The seven family heads, turned away by Norwegian authorities in 1934 along with their families. Ill: Archives Générales du Royaume
One evening in late January 1934, sixty-eight Roma were stopped in the Danish–German border town of Padborg. They were on their way to Norway, but the Danish border guards refused to let them pass because Norway's Ministry of Justice had issued instructions that they were not to be considered Norwegian citizens. More than half of the Roma who were turned away had been born in Norway and had held Norwegian identity papers throughout their whole life. In the list prepared by the Belgian immigration police, the 68 individuals were grouped under seven family heads: Kristian Modeste, Karl Modis, Dika Zikali, Czardas Josef, Karl Josef, Oskar Bo Josef and Josef Karoli. They were accompanied by their spouses, children and grandchildren. After a brief internment in Germany, the group spent ten years in Belgium, unwanted and with no rights, until Nazi arrests and deportations of Roma began to escalate in the autumn of 1943.

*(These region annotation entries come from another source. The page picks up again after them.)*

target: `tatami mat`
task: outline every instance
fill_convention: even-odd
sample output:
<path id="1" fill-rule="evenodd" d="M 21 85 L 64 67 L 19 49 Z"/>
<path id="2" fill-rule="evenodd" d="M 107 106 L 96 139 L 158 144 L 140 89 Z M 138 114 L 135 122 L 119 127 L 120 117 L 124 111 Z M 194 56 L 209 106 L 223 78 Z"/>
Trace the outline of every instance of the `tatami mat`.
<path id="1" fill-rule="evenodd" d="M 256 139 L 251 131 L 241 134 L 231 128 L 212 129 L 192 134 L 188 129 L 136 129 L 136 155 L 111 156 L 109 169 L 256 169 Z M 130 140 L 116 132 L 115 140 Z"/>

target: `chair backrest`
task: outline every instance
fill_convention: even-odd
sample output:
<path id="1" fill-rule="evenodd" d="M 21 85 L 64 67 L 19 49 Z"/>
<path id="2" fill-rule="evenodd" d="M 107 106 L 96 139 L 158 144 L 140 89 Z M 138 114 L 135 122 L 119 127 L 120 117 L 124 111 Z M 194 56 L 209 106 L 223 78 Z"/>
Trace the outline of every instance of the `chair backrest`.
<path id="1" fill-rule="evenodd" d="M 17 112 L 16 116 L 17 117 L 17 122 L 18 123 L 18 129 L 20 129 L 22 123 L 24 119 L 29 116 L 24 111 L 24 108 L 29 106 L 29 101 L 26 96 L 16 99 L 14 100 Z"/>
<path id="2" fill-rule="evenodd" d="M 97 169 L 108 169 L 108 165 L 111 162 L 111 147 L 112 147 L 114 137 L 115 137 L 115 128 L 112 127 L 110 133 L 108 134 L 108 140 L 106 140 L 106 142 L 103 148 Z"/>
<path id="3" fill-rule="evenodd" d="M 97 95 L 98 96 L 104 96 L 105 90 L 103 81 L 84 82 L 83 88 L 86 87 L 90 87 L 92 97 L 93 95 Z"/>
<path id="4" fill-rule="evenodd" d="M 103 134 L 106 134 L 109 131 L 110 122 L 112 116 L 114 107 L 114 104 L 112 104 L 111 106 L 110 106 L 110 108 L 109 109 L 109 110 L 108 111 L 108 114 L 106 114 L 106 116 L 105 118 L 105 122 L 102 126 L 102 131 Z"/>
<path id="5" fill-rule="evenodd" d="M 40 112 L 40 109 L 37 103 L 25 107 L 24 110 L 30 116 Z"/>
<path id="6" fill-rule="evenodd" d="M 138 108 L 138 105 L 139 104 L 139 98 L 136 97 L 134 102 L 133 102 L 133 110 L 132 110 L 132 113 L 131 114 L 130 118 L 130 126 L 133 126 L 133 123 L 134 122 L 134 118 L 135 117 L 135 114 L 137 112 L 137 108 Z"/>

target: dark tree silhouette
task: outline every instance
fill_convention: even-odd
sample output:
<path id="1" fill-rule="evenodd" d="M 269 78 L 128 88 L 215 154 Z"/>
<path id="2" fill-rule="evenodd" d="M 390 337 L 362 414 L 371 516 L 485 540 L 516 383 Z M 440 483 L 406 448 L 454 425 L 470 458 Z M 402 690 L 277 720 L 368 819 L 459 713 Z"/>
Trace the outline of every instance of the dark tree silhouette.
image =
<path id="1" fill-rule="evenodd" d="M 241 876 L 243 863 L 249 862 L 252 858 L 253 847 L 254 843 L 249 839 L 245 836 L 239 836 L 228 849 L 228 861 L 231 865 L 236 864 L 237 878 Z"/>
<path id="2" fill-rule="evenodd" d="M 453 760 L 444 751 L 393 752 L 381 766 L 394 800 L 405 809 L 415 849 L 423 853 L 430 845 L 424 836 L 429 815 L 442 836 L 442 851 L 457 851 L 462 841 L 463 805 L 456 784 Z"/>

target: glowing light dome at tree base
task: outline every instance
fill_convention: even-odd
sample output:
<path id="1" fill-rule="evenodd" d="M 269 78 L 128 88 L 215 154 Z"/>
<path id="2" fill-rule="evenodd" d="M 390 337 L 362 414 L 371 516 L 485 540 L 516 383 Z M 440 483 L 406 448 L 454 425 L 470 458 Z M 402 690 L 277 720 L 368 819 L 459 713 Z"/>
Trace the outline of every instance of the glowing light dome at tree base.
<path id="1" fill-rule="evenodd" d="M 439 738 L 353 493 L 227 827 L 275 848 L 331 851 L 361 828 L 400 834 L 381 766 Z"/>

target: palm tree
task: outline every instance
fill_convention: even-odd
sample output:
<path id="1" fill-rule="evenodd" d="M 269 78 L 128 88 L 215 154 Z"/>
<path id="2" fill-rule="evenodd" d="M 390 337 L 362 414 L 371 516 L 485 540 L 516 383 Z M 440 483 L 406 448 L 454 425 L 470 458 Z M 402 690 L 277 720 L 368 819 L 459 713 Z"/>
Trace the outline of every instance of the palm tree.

Sixty-six Norwegian Roma were among those deported from Belgium between November 1943 and May 1944. While Dika Zikali had died by then, her sons Karl and Oskar Bo Josef were deported and murdered in Auschwitz-Birkenau. Of the other family heads, Karl Modis and Josef Karoli suffered the same fate. At least 21 members of the Modis family, 19 members of the Josef family, and 17 members of the Karoli family were deported to the «Gypsy camp» in Auschwitz-Birkenau. The only Norwegian Roma to survive their time in Auschwitz were Jeanne Galut-Modis, Klara Karoli (né Josef) and brothers Stevo and Milos Karoli. Milos was the only one of these four to return to Norway, though not until 1956 after Norway had repealed the «Gypsy clause».
The descendants of the deported Norwegian Roma stood behind the initiative to investigate what had happened to their family members before, during and after World War II. They also requested an official apology and collective compensation for the way they had been treated by Norwegian authorities. On 8 April 2015, International Roma Day, Prime Minister Erna Solberg apologised on behalf of the Norwegian government for «the racist exclusion policy applied in the decades before and after World War II».